Estado emitiu 382 milhões de euros de dívida a quatro meses a taxas de juro de 2.168% e 1610 milhões a 12 meses com uma taxa de 3.652%. Ambas as taxas desceram em comparação com o leilão anterior.
Aumenta o crédito mal-parado, diminuí o crédito às famílias e empresas e crescem as poupanças privadas, tudo em linha com os receios de instabilidade presente e futura.
PCP, BE e alguns elementos do PS acusam o Governo de tomar uma opção ideológica na privatização dos estaleiros de Viana, criando previamente obstáculos artificiais para depois vender a privatização como solução única. Entretanto, Ministro da Defesa em visita aos estaleiros diz que actual modelo de Forças Armadas não é sustentável (são para privatizar também?), embora com um tom mais submisso do que o seu anterior "quem está mal muda-se".
Novo relato reconta a exigência de Sócrates de receber mais de 2 milhões de euros para a aprovação do Freeport.
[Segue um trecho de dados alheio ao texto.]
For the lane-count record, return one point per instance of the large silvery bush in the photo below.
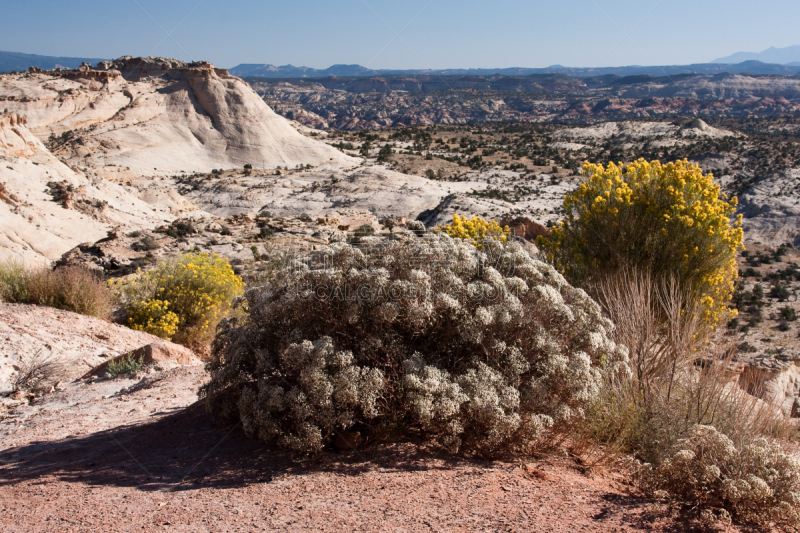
(478, 349)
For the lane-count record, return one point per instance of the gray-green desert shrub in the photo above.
(757, 482)
(480, 350)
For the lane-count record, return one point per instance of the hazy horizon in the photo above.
(416, 34)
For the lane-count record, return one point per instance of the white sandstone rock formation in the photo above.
(159, 116)
(46, 208)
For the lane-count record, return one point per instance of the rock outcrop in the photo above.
(47, 208)
(156, 116)
(71, 343)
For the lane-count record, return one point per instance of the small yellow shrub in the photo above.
(182, 298)
(154, 317)
(475, 230)
(668, 219)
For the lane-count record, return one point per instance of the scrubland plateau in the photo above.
(345, 363)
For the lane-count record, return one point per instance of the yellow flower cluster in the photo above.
(196, 288)
(475, 230)
(669, 218)
(154, 317)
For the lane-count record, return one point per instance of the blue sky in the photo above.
(402, 34)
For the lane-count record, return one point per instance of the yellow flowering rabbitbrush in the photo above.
(475, 230)
(183, 298)
(670, 219)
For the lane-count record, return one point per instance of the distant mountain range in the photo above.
(15, 61)
(290, 71)
(780, 56)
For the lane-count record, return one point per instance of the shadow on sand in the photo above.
(186, 450)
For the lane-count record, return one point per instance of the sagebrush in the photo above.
(669, 219)
(475, 229)
(182, 298)
(480, 350)
(757, 482)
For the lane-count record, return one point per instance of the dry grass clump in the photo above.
(479, 350)
(39, 373)
(705, 441)
(70, 288)
(756, 483)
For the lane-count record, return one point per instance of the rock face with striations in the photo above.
(46, 207)
(156, 116)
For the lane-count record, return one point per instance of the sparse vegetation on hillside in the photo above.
(477, 350)
(182, 298)
(71, 288)
(476, 230)
(670, 220)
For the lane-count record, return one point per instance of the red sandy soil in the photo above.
(93, 458)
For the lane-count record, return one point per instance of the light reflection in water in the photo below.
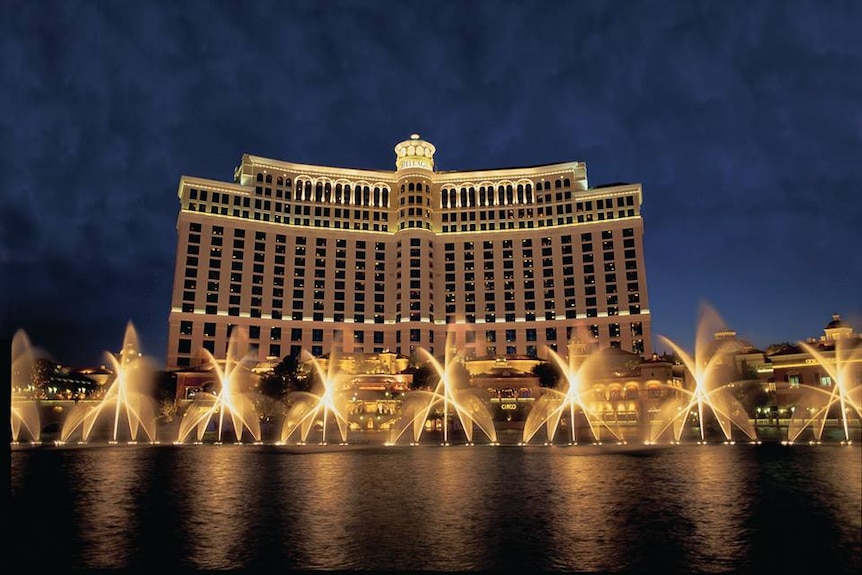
(105, 504)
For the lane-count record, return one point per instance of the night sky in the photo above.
(741, 119)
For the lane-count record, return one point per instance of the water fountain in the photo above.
(552, 404)
(450, 393)
(315, 407)
(233, 398)
(24, 409)
(707, 368)
(129, 397)
(816, 403)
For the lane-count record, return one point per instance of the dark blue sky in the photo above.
(742, 120)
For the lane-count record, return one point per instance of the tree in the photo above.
(547, 374)
(284, 378)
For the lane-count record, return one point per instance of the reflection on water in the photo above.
(687, 508)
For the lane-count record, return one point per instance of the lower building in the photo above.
(318, 260)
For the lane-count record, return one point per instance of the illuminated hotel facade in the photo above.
(319, 259)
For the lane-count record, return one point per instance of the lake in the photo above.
(685, 508)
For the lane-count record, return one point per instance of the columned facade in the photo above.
(323, 260)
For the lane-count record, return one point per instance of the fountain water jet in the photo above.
(307, 408)
(465, 401)
(817, 402)
(233, 397)
(129, 395)
(705, 367)
(24, 409)
(551, 405)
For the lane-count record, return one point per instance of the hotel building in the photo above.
(323, 259)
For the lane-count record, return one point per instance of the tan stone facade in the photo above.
(319, 259)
Seguro admite que Sócrates venha a testemunhar no âmbito do inquérito ao BPN.
Falando em BPN, o fosso vai ser cavado mais um bocado: o Estado vai responsabilizar-se pelos processos judiciais contra o banco, que já vão em 303 milhões de euros.
ESPANHA:
Crédito mal-parado aumenta na Espanha para 7.9% do total detido pelos bancos em Janeiro, 140 mil milhões de euros ao todo. Com um pouco de macro-análise podemos ver a forte relação entre o crédito mal-parado espanhol e a queda do PIB e aumento do desemprego devido à forte influência do crédito e sector imobiliário na economia espanhola.
ALEMANHA:
O Estado alemão vai apresentar até 2016 um Orçamento equilibrado e sem novas dívidas. Tal "vitória" é conseguida às custas dos trabalhadores e Estado social alemão, que sofrem cortes de cinco mil milhões. E, claro, às costas da miséria na periferia europeia que contribui com juros de empréstimos para os cofres dos governantes alemães.